祖母は退職したら一緒に暮らすという約束で結婚したが、その約束が守られることはなかった。祖母からしたら、岐阜県は全く知らない土地だから、知り合いがおらず面白くなかったのだろう。さらに、文化も外国並みに違う。しかし、知らない土地での生活は母も同じである。簡単に里帰りできるような距離でないし、子どもが生まれてないならまだしも、もう生まれたのだから、そこでやっていくしかなかったのに。


知人がいない状況で子育てをする羽目になった。
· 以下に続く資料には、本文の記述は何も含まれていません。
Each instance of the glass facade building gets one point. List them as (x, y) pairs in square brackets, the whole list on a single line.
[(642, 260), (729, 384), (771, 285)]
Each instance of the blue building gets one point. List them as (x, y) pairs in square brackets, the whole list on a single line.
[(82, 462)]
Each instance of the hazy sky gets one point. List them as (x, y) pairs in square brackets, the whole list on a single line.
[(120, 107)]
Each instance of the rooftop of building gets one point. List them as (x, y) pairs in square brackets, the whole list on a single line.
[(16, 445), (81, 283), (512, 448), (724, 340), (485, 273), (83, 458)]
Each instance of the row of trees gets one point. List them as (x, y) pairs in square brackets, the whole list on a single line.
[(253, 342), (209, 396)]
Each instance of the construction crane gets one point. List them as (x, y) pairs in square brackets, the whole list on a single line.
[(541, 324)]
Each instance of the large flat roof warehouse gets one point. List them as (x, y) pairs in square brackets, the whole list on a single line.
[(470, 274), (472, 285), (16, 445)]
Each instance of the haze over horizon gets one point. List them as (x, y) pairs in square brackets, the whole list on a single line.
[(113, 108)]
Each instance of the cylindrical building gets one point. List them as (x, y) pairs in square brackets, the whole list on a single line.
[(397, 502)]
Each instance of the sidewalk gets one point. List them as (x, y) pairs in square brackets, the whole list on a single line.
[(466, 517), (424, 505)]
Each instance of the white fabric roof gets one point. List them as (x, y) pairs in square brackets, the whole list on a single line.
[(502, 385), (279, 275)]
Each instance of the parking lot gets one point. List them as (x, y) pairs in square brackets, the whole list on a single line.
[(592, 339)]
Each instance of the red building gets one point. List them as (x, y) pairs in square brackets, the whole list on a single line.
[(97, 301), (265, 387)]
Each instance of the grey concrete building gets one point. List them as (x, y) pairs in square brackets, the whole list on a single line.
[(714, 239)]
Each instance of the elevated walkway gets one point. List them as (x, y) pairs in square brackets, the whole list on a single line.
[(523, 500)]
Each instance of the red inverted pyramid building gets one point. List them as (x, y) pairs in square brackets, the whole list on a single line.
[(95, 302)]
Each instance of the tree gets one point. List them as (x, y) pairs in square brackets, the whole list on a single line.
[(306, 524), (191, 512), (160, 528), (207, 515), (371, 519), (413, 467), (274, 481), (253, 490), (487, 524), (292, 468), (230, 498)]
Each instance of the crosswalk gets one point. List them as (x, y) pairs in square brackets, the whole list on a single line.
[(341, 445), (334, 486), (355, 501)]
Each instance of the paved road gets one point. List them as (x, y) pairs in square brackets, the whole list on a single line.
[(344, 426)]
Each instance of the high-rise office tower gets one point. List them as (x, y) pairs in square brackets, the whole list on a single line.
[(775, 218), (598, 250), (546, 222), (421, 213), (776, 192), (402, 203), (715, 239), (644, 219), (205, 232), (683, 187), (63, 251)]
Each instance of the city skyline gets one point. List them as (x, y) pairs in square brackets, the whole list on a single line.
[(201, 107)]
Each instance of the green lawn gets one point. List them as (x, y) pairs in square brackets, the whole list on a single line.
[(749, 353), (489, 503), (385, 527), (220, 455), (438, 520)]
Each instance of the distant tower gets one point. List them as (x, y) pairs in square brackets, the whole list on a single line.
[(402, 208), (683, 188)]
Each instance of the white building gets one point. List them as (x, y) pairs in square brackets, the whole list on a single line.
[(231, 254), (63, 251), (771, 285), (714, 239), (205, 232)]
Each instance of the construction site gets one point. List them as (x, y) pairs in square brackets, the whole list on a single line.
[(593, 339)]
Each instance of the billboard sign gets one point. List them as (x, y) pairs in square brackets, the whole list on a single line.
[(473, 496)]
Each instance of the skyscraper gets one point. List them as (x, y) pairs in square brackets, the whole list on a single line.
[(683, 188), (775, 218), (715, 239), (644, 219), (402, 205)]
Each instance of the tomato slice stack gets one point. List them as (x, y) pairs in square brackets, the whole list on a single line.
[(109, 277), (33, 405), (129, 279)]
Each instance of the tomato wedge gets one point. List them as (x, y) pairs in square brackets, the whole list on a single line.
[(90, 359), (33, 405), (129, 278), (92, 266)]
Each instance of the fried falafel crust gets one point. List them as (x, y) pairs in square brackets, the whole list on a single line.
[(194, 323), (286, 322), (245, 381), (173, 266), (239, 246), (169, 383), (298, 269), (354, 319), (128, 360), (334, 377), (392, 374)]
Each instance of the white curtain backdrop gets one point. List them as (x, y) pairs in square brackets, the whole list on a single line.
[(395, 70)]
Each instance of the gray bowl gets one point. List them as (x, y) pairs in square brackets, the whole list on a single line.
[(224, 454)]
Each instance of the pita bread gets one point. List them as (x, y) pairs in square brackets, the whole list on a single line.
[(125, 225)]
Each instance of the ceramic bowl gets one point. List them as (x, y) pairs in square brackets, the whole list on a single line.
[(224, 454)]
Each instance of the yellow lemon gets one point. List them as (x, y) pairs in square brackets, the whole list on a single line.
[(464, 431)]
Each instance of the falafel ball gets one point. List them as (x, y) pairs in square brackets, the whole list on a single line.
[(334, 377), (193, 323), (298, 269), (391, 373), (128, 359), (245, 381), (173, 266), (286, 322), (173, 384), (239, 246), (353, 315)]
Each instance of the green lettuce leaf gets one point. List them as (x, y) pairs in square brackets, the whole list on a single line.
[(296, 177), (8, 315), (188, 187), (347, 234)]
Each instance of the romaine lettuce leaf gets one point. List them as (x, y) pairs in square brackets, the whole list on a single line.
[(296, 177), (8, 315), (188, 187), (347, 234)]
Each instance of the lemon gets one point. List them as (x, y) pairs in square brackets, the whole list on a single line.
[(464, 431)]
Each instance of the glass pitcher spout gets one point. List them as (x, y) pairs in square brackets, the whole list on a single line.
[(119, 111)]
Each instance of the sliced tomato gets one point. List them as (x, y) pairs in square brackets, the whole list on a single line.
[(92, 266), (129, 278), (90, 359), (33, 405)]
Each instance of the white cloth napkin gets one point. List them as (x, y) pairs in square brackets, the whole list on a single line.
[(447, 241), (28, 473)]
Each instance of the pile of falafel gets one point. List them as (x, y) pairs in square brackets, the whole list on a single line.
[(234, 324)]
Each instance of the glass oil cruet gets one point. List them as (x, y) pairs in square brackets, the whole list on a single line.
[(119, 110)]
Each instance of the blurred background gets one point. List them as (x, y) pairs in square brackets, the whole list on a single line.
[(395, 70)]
父も手が空いている時はオムツを替えたり、ミルクを与えたりしたそうだが、基本的に仕事で忙しく、母もなるべく自分でやろうとしていたようだ。


ともかく、結婚前から祖母に不平があって、結婚後も約束を破られ、お互い大人だから、話し合わなかったはずはないがうまく行かなかったのだろう。具体的にどういう会話がふたりの間で行われたかは、今となっては知ることはできない。